We also plan to bring some key Congressmen to India soon after the elections, so that they can meet Mr Modi and better understand him as a person.
We also help corporate America, and investors, to better understand India and Mr Modi by bringing high powered trade delegations to India. As an example, recently during an economic conclave at Delhi where Mr Modi was a keynote speaker, we had a delegation of 14 senior executives from the investor community, private equity funds. They had a chance to listen and meet Mr Modi to know him better as a person, and to understand his economic vision.
USINPAC also engages with the think tank and media communities in the US to educate and inform a balanced and correct perspective about India and Mr Modi. We also try and counter the propaganda or biased news appearing in the US media by taking a proactive approach to make our views known to US media when we find such attacks on India.
Q. UK has already withdrawn its embargo on Modi and have started doing business with him. How does the US view its relationship with Modi (in particular and not with the BJP).
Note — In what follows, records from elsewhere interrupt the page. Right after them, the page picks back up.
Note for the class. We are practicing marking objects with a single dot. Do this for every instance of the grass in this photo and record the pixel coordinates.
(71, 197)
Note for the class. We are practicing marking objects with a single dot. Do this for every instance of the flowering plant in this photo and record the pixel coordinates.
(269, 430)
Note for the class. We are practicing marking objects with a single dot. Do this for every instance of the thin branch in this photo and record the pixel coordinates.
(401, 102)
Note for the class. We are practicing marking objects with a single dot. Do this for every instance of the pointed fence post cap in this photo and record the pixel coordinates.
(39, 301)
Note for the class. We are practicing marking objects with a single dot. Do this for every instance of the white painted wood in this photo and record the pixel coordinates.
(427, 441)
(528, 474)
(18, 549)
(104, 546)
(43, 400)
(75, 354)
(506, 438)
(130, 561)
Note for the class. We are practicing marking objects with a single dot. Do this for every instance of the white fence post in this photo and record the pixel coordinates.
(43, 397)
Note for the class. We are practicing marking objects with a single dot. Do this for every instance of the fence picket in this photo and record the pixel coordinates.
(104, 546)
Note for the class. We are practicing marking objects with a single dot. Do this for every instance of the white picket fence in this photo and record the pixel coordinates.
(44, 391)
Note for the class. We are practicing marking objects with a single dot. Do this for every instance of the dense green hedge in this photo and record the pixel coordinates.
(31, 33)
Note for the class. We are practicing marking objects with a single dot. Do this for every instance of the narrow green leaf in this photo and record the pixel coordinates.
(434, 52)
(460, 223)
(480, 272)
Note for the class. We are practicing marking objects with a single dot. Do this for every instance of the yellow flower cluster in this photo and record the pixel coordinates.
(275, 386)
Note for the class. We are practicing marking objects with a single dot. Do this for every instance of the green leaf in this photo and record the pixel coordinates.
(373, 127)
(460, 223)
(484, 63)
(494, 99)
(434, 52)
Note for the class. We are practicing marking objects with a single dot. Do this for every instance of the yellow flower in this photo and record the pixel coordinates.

A. The US administration is trying to take steps to improve the situation. However, there is not much it can do till the elections are over. Though it is speculated that Ambassador Nancy Powell resigned so that the US could reset its relationship with Mr Modi, and start afresh, this also has a downside that the US. ambassador post will remain vacant till the new appointee arrives. The US process of appointing an ambassador can be a long drawn process. We are pushing for the appointment to happen soon, so that the next ambassador can make an early start to building relations with the next Indian government.
Another important thing to keep in mind is that if there is a Modi government, most of the people in key or pivotal positions will be unknown to the US administration. In the last ten years of UPA (United Progressive Alliance) rule, there was not much need for the US to engage with the BJP. Also due to the cold relationship with Modi the US administration does not know who are his key advisors. Thus, it will be a new set of people about whom the US administration does not know much. This will be a challenge.
Q. How do businesses from other countries see India under Modi?
A. Asian countries, especially Japan and South Korea, are very keenly looking at India elections. It is important to note that Japanese and Korean governments have been encouraging investments in Gujarat during Modi's Chief Ministership. Japanese and Korean governments, businesses, and investors, have been regularly visiting Gujarat and have set up several projects. Thus, they have familiarity and comfort in engaging with Mr Modi. If Modi becomes the Prime Minister, we will certainly see a quantum increase of businesses from Japan and Korea in India.
We must also recognize that Modi has a penchant for big, visionary projects. Japan and Korea can be leading partners in such projects. The plans for 100 smart cities, bullet-train connectivity, and such that find mention in the BJP manifesto, are infrastructure schemes which are inspired by examples of Japan and Korea. These countries can also bring large investments in such infrastructure projects.
Q. India plans to align with the Japanese companies to get into Africa and to form a gas import hub. Do you see any changes in this, if Modi takes charge.
A. There is strong possibility of this. In fact if you look at the reason why Japan initiated the Delhi-Mumbai Industrial Corridor project with India you will find one of the key reasons was for Japanese companies to set up manufacturing in this corridor, and use this base for their exports to Africa and Europe. We must also note that Japanese PM Shinzo Abe is very positive on India, and he will have a very good working and personal relationship with Modi.